Luca Mari - Full Professor of measurement science with Università Carlo Cattaneo.
This article was published in HEADlight February 2025
Since the public release of OpenAI ChatGPT, at the end of November 2022, the things around Generative Artificial Intelligence (GenAI) have been changing at unexpected, rapid, and radical paces. This makes drawing a coherent framework to understand what has happened so far a complex task, and reliably predicting what could happen even in the next future a hopeless endeavour. There is a common feeling that the widespread adoption of GenAI systems is going to affect our society in many dimensions – geopolitics, sustainability, labour market, and so on –, but setting a well-grounded decision-making strategy, while more and more required, seems to be still mainly a matter of guesswork. Nevertheless, one key point can now be safely accepted: if very plausibly it will be an industrial revolution, already today it is a cultural revolution. And this because in our interaction with chatbots (i.e., “conversation machines”) it is the first time in history that we are having semantically rich and linguistically sophisticated verbal exchanges with entities which are not human beings.

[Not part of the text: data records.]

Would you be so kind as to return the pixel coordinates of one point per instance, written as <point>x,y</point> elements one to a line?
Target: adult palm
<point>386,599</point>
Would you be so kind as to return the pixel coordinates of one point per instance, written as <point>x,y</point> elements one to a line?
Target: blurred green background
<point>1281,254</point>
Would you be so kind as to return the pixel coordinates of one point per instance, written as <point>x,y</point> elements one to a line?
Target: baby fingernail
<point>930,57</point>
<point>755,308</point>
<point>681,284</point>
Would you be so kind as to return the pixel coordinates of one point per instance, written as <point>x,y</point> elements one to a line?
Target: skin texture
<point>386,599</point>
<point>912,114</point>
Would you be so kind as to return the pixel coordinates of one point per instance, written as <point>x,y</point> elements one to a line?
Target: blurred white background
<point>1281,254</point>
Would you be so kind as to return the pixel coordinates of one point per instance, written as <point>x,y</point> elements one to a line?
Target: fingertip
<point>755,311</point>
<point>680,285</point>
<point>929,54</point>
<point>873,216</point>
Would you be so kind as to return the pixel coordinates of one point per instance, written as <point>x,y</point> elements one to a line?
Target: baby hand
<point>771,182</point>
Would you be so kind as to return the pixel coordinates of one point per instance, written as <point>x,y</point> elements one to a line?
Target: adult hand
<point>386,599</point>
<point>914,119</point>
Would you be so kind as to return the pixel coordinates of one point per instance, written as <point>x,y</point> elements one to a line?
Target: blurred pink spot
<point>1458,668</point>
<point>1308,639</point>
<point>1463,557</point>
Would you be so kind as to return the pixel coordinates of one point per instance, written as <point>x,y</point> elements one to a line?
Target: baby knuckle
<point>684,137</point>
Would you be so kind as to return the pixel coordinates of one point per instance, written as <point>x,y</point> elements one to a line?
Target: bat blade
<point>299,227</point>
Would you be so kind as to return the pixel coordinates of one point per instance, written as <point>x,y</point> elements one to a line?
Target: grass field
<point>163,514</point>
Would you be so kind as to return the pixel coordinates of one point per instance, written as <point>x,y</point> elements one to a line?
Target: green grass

A note is perhaps helpful here to reduce the risk of misunderstandings. The phrase “semantically rich and linguistically sophisticated verbal exchanges” in the sentence above does not imply assuming that such entities are “really” intelligent, intentional, sentient, and so on. I do not take a position on this subject here because I doubt that whether a chatbot is “really” intelligent, intentional, sentient, ... is really an important issue at this stage, and however because I doubt that everyone would agree upon the criteria to characterize as such also a human being.
Rather, our focus should remain on the paradigm shift at the basis of the current chatbots and their siblings. The received view is that the human- computer interaction has been mainly realized so far according to a principle stated by Ada Lovelace in 1842: the computer “can do whatever we know how to order it to perform”. Hence, computers – and more generally digital systems – have been conceived of as entities whose behaviour is the result of the explicit transfer of procedural information from human beings, i.e., as programmed machines, for short. But even a short consideration can convince us that no algorithmic/programming knowledge is available to produce the verbal exchanges we are doing with chatbots. How do they do what they do, then? A seminal answer comes from a paper published in 1950 by Alan Turing, who noticed that we are able to solve many problems while remaining unable to explain how we solve them. For example, and crucially, we are proficient in conversation, though we do not have any “conversation algorithm”. Turing commented thus: “Instead of trying to produce a programme to simulate the adult mind, why not rather try to produce one which simulates the child’s? If this were then subjected to an appropriate course of education one would obtain the adult brain.”. It is the key difference between software developed to solve problems and software developed to learn how to solve problems, where the latter Turing himself called a “learning machine”.
Our high stakes are now clear, by considering the strategic role of education in a knowledge society and the foundational role the Western culture attributed to language (the Greek lògos) in defining the humanity of human beings. These days, really without any cognitive and psychological preparation (not counting sci-fi...) we are finding ourselves in a context in which the cohabitation with “conversation machines” (and more to come, of course) is a matter of fact: even before the fear of massive job losses, we have to discover new reasons for a new anthropocentrism.
We develop technology and its products to support us in problem solving, sometimes up to a point that we accept to be substituted by artificial agents (how many of us are still able to compute square roots without a digital device?). But at stake here is the technology of language, of reasoning, of thinking: accepting to be substituted by it would be the greatest tragedy of humanity; being empowered by it will lead us to a better society, in which GenAI “doesn’t replace human labor and human agency but rather amplifies human abilities and human flourishing. Of course, this way of thinking isn’t a given. It’s a choice.” (R. Hoffman, Impromptu: Amplifying our humanity through AI, 2023).
If not now, when? And if not the school, what?